For weeks my thoughts have been filled with the on-going wars
and they are still dominating my everyday life
like some painful distracting cry.
For a moment I want to discuss thoughts about sharing our humanity
(sharing our humanity in a way not measurable in wars)
by discussing the PRESENCE of things, places, people, events in our lives
and how that may be effectively communicated in a photograph.
People, and in particular policy-makers /politicians/the wealthy, have no idea how most people live. For me, one of my goals as a photographer
has been to tell those stories: giving those standing outside of history, a place in the great human drama.
This is not only about recognising that we are all related,
but that a truthful democracy would rely upon our appreciating
the existence of others.
To do this, I need to see into people and situations,
to place aside my own ideological notions and my taste
and to allow myself to hold contradictory notions at the same moment:
those which are inherently mine and those of others which may be alien to me
but are an intrinsic part of who they are. In other words,
contradictory but valid truths exist at the same time.
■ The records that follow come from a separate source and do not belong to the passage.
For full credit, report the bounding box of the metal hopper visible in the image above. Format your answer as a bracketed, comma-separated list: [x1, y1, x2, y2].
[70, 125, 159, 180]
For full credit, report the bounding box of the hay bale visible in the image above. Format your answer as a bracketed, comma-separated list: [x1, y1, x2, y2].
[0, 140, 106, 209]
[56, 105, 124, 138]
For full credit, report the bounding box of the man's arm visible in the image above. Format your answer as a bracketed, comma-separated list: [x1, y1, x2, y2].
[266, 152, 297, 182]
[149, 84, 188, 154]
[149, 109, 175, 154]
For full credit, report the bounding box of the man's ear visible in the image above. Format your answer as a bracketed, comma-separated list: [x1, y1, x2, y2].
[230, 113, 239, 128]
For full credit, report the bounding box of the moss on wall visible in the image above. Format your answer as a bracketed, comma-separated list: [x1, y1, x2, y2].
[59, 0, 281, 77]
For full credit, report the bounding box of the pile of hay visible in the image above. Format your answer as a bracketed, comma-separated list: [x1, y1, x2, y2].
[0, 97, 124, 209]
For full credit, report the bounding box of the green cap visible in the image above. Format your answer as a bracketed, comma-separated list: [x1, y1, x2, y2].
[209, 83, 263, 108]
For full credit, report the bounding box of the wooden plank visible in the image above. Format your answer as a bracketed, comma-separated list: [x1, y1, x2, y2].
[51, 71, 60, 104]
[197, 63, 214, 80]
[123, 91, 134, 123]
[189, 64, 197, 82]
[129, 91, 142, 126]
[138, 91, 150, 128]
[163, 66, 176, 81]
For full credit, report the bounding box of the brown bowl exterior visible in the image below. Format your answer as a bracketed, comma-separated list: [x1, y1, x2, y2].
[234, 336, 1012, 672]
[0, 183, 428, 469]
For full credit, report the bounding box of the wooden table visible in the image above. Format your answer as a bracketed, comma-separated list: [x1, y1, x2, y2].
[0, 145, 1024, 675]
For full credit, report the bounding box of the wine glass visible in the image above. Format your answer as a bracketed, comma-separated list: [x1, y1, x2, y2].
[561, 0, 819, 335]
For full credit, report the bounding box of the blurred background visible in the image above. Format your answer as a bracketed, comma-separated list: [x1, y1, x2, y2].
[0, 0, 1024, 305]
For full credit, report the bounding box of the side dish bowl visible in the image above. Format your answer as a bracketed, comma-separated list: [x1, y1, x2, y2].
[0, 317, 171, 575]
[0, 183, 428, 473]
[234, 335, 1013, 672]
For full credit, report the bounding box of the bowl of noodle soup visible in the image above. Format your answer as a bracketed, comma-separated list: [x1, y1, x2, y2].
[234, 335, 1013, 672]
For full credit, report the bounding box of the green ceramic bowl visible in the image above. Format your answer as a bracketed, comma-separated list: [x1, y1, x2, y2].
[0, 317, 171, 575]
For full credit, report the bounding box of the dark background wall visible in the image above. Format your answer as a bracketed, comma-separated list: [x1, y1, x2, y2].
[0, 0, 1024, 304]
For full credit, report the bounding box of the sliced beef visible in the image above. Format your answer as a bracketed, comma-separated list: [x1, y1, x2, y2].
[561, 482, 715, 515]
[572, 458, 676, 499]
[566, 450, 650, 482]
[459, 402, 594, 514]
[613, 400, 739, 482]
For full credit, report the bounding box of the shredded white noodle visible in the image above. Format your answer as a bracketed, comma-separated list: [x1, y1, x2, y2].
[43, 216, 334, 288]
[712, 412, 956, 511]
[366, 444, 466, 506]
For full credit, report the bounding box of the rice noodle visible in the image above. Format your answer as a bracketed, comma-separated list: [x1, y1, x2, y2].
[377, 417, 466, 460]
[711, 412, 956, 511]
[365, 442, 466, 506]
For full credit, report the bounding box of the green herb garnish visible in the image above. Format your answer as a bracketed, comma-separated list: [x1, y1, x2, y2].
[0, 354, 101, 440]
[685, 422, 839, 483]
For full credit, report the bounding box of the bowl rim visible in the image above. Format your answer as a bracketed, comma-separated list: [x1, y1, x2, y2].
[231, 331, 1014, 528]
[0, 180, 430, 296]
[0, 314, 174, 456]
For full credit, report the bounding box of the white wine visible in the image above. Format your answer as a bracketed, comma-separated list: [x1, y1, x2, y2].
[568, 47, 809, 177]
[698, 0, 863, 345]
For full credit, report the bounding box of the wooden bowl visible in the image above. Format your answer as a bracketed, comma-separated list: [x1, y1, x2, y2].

Years ago I saw a copy of a large format Italian interiors/architectural magazine called CASA, which still exists. There were several spreads on a grand palace. On one of those spreads was a white page with a large, bold name of the place (now forgotten by me); below was a smallish wide-angle photograph of the splendid room, and facing that was a whole page close-up photograph of a marble pillar’s shaft meeting its base and the floor below. Each of these were made of a differently coloured and crazed stone. What struck me was that they showed a detail as a large image revealing the essence of the space, while the small image of the whole room worked to give one a description of place. This was how essence elaborated the uniqueness of the room.
That unique showing is where poetry takes over from fact and intellectual knowledge.
From that spread I sensed perhaps the architect or builders who made the structure or the people who lived and loved there. That treatment opened me to the beauty or mere day-by-day experiences, those that define the nature of life.
Making a photograph of that connects a moment in history and the people who made/occupied it, via the image capture and then via the presence of the photographer transforming a three dimensional kinetic world into a two dimensional static representation of it.
The acquisition or photographing is only a part of one’s work.
The editing (or print making) is an indispensable part of the processes
of enunciating the presence of the image’s content.
In a portrait this is where one travels from snapshots to meaningful images
in which the viewer, via the photographer’s presence, sense the being of the subject.
The more time a photographer spends in the editing process, the more present the photographer’s attitudes, interests, tastes and skills become.
When I first worked in London as a photojournalist, I was told that my pictures,
like those of a photographer named W Eugene Smith,
one of my most important masters (exemplars of fine photography)
’stank of the darkroom’. Of course, I thought, if I can be compared to Smith,
whatever these people thought of my style, I was very proud.